Palestinians Building Invasion Tunnel To Israel?
North Korean-style hijinks are afoot in the holy land. Some military analysts and news junkies will recall the tunnels North Korea built underneath the DMZ as a surprise invasion route to the South. Since the North knew its antiquated military couldn't punch its way through the fortified South Korean-American lines, the idea was to go under, envelop the defenders and storm into Seoul (When discovered, Pyongyang explained away the tunnels as coal mine shafts, or simply insisted that the ROK had dug them to invade the North).
Now the Palestinian Authority has announced, as part of a $1 billion economic development fund, a plan to construct a subway tunnel between Rafah and Beit Hanoun.

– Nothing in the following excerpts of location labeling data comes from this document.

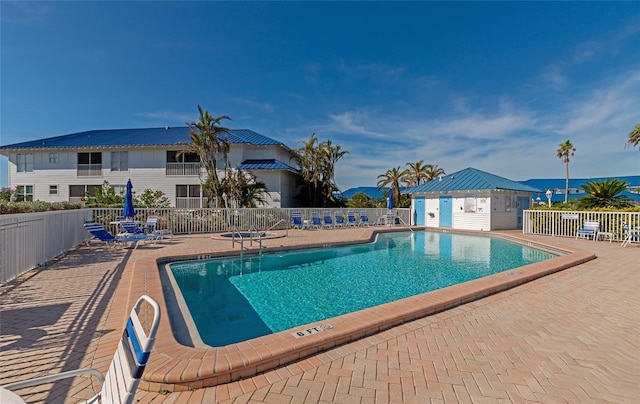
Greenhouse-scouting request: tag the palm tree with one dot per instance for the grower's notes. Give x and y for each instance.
(310, 165)
(634, 136)
(565, 150)
(603, 194)
(393, 177)
(416, 173)
(208, 142)
(317, 162)
(329, 156)
(433, 172)
(244, 190)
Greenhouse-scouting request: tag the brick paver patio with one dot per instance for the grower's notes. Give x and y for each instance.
(573, 336)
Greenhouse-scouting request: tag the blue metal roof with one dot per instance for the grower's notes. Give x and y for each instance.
(134, 138)
(575, 183)
(371, 192)
(265, 165)
(469, 179)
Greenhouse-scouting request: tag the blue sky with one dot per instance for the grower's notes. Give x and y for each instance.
(496, 86)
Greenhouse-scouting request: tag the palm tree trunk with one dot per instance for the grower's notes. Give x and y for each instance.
(566, 185)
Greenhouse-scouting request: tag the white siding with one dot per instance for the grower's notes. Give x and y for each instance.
(146, 169)
(494, 210)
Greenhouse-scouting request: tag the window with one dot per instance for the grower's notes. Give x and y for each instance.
(25, 163)
(119, 161)
(24, 193)
(80, 191)
(89, 164)
(188, 191)
(181, 157)
(89, 158)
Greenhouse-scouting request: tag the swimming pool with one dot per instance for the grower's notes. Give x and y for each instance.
(232, 300)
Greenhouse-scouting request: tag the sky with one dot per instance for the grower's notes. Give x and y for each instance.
(492, 85)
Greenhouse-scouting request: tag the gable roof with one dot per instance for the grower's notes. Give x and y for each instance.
(575, 183)
(269, 164)
(469, 179)
(371, 192)
(146, 137)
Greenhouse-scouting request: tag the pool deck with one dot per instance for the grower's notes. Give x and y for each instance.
(570, 336)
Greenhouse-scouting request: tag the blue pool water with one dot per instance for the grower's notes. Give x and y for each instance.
(233, 300)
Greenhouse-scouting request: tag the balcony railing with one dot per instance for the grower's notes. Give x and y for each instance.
(182, 169)
(89, 170)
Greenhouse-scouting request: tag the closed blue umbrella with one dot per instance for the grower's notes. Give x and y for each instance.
(129, 211)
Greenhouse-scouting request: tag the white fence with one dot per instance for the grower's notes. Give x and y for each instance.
(213, 220)
(567, 223)
(28, 240)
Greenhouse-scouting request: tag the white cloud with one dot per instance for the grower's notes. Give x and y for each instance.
(553, 76)
(605, 107)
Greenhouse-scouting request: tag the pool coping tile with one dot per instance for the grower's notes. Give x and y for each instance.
(176, 367)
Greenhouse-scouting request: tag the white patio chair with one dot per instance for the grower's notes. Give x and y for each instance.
(123, 377)
(589, 229)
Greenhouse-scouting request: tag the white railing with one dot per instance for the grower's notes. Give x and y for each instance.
(89, 170)
(213, 220)
(182, 169)
(567, 223)
(29, 240)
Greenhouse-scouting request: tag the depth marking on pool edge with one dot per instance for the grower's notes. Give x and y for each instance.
(313, 330)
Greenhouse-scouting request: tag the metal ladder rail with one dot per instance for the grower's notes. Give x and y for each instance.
(277, 223)
(253, 228)
(235, 231)
(405, 223)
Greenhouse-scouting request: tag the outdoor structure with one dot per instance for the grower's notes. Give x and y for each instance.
(557, 187)
(68, 167)
(470, 199)
(371, 192)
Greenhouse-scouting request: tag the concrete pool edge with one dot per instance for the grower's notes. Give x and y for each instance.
(174, 367)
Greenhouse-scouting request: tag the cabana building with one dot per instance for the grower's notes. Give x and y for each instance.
(470, 199)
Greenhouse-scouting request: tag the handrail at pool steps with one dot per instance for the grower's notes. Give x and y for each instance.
(252, 230)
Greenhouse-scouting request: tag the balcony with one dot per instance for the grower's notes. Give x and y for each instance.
(89, 170)
(182, 169)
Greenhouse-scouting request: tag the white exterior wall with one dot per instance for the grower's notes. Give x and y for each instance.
(478, 220)
(146, 169)
(492, 210)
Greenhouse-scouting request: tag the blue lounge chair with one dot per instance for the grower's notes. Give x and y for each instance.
(340, 220)
(297, 220)
(131, 229)
(364, 219)
(351, 219)
(120, 383)
(109, 239)
(327, 220)
(316, 221)
(589, 229)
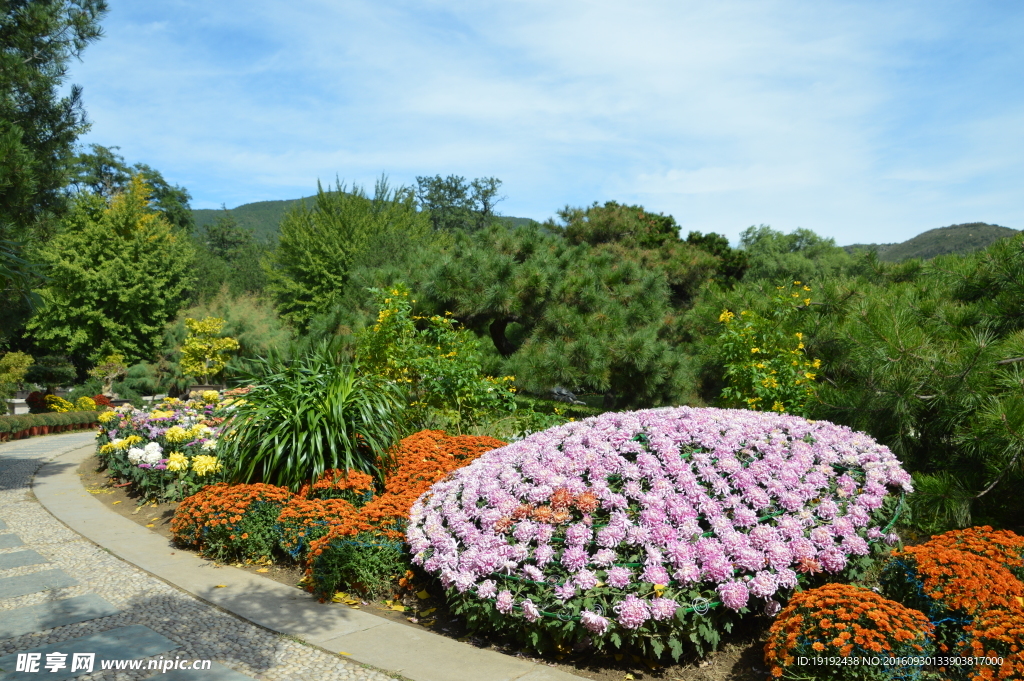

Something doesn't add up, here.
Subways are expensive pieces of transportation infrastructure. They can cost hundreds of millions of dollars to build. It's not like the Palestinians don't have other more pressing financial needs (like funding the salaries of convicted murderers of Israelis). And they are usually built in dense urban centers with thriving business districts that are already facing massive gridlock.
But Rafah is a town of just 71,000 in the southern Gaza Strip. And Beit Hanoun is a rural town -- more of a village, really -- of just 32,000. Far from being an urban centre, it's essentially a farming outpost. If you are building a subway between Gaza and the West Bank out of simple economic considerations, the more logical route is between Gaza City (population 450,000) and Ramallah (population only 25,000, but the administrative capital of the Palestinian Authority).
The only logical reason to connect the southern Gaza strip with Beit Hanoun is the town's proximity to the Israeli town of Siderot, just a few kilometers away. Palestinian terrorists have used Beit Hanoun in the past to fire missiles indiscriminately at Siderot and other nearby towns. That is, a tunnel would make it easier for Hamas to bring in large numbers of jihad-happy maniacs and tons of heavy weapons. And if the subway were extended a little further, they could be looking at a more ambitious invasion of Israel, perhaps envisioning the participation of an "Arab Legion" -- especially now that Egypt is opening its border with Gaza and falling in love all over again with the Hamas regime.
Too conspiratorial? Couldn't happen?
Well, look at it this way: Manhattan needs a subway system. London needs one, too. Tel Aviv could probably use one, but Israel doesn't have a subway system anywhere in the country. Beit Hanoun is not Manhattan, London or Tel Aviv. So why are the Palestinians building a subway tunnel going right up to the border with Israel?